The venom of hatred burns so hot in him now that Graves feels as though he will burst into flames.
"And afterward?" he asks without looking at the Whisper, staring out across the city, not looking down.
"Oh, I killed you." The words are followed by that soft, insinuating laughter. "I wasn't worried about being discovered. What could they do to a man already dead? But I so relished the pleasure of strangling you to death, just as I'd done to all of the other men whose minds I'd altered. Your bones cracked in my grasp. I chose a strong host for that. I wanted to feel your neck crack."

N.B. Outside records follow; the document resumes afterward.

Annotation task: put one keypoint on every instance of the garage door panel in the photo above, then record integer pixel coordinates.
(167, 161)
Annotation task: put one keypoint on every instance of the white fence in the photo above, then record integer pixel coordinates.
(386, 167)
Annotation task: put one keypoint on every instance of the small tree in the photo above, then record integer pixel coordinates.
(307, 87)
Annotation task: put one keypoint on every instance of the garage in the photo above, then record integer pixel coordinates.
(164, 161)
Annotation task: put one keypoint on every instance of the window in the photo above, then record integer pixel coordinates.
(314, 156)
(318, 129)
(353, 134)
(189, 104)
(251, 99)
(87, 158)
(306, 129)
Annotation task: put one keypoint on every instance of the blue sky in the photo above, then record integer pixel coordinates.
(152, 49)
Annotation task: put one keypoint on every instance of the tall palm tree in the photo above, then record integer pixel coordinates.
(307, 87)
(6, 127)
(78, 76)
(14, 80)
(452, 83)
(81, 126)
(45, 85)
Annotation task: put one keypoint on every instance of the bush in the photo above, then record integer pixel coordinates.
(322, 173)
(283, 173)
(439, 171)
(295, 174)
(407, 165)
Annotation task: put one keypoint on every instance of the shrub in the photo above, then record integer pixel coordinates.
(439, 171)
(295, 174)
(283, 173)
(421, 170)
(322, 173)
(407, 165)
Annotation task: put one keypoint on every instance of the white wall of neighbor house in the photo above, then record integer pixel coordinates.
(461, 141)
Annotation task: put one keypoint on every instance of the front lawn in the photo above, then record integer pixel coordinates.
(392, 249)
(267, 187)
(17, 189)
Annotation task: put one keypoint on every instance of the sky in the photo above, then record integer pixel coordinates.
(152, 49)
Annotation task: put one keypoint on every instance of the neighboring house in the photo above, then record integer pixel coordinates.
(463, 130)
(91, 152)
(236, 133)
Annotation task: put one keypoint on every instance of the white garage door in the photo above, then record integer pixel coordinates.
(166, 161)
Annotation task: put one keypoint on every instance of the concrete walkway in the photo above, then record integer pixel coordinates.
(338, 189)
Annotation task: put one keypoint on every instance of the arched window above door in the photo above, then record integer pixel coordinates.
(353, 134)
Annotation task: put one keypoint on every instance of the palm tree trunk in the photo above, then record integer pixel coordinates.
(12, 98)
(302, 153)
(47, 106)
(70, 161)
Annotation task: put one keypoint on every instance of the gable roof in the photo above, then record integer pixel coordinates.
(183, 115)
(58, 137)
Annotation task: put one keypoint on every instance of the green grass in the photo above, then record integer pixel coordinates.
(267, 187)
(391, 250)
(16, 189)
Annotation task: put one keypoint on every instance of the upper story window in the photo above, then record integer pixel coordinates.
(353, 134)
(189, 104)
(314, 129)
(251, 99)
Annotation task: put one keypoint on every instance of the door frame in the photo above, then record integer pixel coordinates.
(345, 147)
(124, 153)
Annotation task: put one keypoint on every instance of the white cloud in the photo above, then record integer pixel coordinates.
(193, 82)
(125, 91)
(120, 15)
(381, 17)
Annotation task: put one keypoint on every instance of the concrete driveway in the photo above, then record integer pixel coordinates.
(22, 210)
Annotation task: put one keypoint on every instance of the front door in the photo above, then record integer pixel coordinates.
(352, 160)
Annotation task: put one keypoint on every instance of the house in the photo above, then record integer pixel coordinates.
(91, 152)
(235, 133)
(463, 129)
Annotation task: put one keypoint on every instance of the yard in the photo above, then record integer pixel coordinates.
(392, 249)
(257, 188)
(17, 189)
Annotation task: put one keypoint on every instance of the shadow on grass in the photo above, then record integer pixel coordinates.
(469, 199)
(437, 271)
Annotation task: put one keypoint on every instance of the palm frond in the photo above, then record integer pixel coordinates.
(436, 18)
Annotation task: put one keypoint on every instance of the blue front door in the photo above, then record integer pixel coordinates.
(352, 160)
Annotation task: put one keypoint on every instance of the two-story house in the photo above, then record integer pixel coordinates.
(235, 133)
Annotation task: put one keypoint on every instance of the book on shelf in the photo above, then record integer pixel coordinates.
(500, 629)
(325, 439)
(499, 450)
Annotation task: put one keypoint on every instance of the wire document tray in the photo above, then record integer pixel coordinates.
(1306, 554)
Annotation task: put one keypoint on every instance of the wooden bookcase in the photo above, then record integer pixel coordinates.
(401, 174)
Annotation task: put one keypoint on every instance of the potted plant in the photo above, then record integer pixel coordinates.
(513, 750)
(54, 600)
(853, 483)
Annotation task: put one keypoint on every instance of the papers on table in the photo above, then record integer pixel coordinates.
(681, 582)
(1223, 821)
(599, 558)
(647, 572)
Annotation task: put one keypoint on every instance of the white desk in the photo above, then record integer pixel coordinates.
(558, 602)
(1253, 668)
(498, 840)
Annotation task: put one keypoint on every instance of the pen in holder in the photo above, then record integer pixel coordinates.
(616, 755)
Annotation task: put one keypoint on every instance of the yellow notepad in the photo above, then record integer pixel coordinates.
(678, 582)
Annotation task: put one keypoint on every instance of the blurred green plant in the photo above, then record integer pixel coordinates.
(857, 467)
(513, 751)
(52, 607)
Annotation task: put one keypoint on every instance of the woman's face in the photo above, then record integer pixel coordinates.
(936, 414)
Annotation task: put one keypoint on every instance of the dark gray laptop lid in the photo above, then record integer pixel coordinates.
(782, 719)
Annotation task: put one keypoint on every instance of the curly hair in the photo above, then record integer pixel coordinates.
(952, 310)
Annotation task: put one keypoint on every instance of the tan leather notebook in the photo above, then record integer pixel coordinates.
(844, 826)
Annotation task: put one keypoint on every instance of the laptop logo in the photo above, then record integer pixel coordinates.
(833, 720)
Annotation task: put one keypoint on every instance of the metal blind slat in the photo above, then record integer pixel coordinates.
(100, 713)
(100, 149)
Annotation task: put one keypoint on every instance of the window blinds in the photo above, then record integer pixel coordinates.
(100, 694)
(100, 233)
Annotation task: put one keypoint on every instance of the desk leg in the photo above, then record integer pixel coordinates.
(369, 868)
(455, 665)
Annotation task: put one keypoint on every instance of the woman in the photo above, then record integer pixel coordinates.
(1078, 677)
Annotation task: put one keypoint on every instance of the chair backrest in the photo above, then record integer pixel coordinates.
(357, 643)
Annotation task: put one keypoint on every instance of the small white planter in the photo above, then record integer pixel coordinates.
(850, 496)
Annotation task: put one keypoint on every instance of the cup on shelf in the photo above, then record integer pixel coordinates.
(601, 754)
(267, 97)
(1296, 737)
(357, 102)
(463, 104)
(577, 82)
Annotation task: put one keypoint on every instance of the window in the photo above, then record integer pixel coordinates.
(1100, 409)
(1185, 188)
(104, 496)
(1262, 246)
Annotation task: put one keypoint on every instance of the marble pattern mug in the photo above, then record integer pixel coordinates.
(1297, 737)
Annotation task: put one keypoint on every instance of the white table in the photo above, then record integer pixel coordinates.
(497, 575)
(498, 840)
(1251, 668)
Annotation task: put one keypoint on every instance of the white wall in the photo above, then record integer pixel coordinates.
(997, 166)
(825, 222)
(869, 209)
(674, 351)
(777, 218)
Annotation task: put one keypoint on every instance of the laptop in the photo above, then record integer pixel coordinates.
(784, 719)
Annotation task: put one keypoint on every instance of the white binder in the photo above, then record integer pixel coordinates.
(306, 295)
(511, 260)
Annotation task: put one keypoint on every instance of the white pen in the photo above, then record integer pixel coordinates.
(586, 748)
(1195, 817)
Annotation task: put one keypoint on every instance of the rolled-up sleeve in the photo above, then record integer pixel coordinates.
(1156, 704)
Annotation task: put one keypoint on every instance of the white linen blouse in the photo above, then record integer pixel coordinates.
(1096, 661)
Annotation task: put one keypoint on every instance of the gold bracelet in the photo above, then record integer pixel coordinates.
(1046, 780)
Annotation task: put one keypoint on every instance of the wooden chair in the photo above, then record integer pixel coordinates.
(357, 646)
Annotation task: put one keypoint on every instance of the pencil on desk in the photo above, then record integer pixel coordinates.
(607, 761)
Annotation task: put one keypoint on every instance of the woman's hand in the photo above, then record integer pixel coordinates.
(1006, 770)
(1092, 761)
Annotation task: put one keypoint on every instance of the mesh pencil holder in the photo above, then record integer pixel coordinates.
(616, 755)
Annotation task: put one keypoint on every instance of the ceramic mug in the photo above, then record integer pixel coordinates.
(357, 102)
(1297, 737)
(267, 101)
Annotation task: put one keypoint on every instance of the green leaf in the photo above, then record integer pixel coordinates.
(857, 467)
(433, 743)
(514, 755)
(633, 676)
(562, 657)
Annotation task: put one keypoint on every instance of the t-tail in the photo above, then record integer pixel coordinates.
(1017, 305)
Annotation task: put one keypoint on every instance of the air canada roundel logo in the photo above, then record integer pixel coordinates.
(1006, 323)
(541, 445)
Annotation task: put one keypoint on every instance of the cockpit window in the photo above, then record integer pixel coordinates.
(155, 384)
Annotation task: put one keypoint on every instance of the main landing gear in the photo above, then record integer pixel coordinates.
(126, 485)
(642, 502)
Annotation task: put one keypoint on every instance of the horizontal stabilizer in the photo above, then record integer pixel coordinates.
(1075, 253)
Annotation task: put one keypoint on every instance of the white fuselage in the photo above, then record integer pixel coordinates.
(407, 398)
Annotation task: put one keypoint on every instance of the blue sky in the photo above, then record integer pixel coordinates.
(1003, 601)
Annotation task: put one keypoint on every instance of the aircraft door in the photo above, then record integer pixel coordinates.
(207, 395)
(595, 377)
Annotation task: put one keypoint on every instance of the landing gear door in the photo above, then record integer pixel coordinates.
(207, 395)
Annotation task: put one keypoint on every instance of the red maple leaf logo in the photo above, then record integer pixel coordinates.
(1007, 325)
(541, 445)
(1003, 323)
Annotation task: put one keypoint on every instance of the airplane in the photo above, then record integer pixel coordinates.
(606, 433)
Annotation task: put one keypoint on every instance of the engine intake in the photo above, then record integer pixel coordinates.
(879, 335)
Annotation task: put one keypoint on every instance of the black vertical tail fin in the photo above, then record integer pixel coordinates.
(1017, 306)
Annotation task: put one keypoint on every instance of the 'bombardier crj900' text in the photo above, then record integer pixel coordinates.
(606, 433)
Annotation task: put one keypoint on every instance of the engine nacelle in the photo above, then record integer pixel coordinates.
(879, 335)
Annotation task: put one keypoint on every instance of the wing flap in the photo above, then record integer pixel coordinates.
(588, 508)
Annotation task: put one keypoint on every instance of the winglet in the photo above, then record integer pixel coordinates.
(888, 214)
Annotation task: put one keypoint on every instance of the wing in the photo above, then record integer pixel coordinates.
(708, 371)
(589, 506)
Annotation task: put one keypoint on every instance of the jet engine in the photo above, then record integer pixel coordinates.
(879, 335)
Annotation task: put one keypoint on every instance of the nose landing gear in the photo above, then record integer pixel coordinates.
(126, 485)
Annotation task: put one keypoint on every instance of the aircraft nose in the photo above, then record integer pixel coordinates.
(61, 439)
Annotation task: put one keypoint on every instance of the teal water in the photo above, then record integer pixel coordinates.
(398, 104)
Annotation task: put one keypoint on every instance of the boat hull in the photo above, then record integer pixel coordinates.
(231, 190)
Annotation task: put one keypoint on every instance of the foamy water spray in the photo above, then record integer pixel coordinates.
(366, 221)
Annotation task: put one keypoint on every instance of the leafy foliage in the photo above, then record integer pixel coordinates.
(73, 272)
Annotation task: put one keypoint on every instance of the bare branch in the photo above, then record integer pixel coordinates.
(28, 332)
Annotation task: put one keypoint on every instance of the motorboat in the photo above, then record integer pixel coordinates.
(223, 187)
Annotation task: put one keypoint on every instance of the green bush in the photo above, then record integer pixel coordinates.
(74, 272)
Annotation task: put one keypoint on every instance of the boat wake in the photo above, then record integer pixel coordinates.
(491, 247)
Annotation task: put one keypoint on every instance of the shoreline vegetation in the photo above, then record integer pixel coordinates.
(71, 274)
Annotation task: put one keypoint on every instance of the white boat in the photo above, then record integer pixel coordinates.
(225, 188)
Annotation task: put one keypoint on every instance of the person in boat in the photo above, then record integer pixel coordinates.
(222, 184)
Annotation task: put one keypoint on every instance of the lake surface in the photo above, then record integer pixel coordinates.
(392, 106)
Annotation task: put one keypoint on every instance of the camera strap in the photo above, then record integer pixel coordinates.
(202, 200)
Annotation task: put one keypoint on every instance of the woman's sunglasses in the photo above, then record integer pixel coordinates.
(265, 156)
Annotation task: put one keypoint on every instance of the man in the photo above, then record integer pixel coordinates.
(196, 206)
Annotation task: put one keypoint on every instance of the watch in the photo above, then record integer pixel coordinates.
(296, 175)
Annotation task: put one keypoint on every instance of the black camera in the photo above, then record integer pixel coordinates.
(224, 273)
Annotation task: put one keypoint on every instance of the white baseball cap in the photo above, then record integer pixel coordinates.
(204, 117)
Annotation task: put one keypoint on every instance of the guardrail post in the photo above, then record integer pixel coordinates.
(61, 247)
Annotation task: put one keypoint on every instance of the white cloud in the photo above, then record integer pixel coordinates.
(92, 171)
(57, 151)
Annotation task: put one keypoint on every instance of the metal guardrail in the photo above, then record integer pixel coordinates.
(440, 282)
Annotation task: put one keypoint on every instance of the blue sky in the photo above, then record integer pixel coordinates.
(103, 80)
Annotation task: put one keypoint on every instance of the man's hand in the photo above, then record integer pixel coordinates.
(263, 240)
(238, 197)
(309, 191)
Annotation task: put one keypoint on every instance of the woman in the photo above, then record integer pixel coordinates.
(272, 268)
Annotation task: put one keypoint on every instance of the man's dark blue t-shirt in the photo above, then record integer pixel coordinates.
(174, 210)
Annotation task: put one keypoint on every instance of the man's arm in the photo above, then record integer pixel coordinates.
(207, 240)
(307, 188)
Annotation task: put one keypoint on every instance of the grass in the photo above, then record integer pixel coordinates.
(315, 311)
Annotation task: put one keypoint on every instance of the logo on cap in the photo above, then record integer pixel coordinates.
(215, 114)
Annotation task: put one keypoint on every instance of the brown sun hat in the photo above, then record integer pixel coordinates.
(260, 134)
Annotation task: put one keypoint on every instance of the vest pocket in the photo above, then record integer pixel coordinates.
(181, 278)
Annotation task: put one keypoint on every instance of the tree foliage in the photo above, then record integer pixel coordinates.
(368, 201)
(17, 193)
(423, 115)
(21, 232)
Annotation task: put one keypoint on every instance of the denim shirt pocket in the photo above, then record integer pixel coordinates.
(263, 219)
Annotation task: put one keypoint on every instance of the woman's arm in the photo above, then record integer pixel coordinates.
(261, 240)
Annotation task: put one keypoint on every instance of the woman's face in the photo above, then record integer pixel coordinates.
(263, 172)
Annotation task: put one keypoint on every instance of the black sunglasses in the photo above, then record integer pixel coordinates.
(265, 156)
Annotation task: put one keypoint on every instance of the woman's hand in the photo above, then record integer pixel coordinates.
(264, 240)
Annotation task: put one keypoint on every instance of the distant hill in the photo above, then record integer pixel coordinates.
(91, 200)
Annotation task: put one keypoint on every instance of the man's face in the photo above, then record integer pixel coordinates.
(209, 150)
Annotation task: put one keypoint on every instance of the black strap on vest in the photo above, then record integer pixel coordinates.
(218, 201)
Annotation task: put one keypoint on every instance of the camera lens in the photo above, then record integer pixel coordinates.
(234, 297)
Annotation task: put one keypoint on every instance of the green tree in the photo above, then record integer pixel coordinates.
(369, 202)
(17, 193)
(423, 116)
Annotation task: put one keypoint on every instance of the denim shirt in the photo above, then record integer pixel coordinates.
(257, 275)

Graves shakes his head. "No. Something still doesn't fit." He turns to look at the Whisper. "They matched the DNA of the remains in the crypt with mine. Those were my bones. Why would you bother to put me there?"
Beneath the brim of that hat, the devil smiles. "I'm a man of my word, Doctor. When you were dead, I turned you over to Gabriella. I'd promised her, after all -"
"You're insane."
"True. But it changes nothing."
"I died in her arms. She was at the funeral. There were photographs in the newspapers, entire articles -"
The ether ripples around them, and now it is the featureless spirit realm at last. Wisps and ghosts pass around them like a thunderstorm rolling across the ground. The soulstream is deep here and its pull grips both specters with such force that they must set their feet firmly to avoid being dragged into the current.
"She was my creature by then," the Whisper says, and the pleasure he takes in those words drips from his lips. "I had haunted her for the better part of a year, whispering to her. It wouldn't be enough for me just to control her body. Vengeance demanded her mind. I was her ghost, the voice in her head, in her dreams. I went to bed with her every night, and so often you were not there -"
"I was -"
"You were a celebrity," Simon Broderick spits, and the muzzle of the pistol twitches with the word. "Do you have any idea how easy it was to convince her that you didn't love her, that you only loved the world and your ambitions for the future? That you lived not for her but for the spotlight?"
"Lies!"
"She was bitter and lonely, and she knew that eventually she would be forgotten completely, instead of merely going to bed alone. She gave you so much love, but she was so afraid that she could never be enough for you. I whispered into her mind the truth, that the only way to keep you to herself was if you died before you could alienate her completely. She wept and screamed when she held you in her arms not because you were dead, but because by then she hated you as much as she loved you."
"No -"
"The only condition she gave for helping to hide the truth was that when you died, she would claim your body and bury you in that damned crypt."
Graves shakes with hatred. He flexes his fingers. The Whisper narrows his eyes and watches his hands warily.
"You said it yourself, she was your creature. You mesmerized her. You put all of those thoughts in her mind, twisted her thinking."
"Some, perhaps," the Whisper says, with a wide, Cheshire cat grin that seems brighter than all of the gray otherworld, and darker than night. "But I only nurtured what was already there. And you'll never know how much of her betrayal was my influence, and how much your own negligence.
"One, last thing, Doctor. You should know that she was miserable forever after that day. Wracked with guilt. When she died, she took it as a mercy, and as she breathed her last, she did it wishing she had never met you."
The scream that tears its way out of Graves is pure anguish. Grief has overridden his hate.
He throws himself backward into the soulstream. Even as he falls he draws his guns.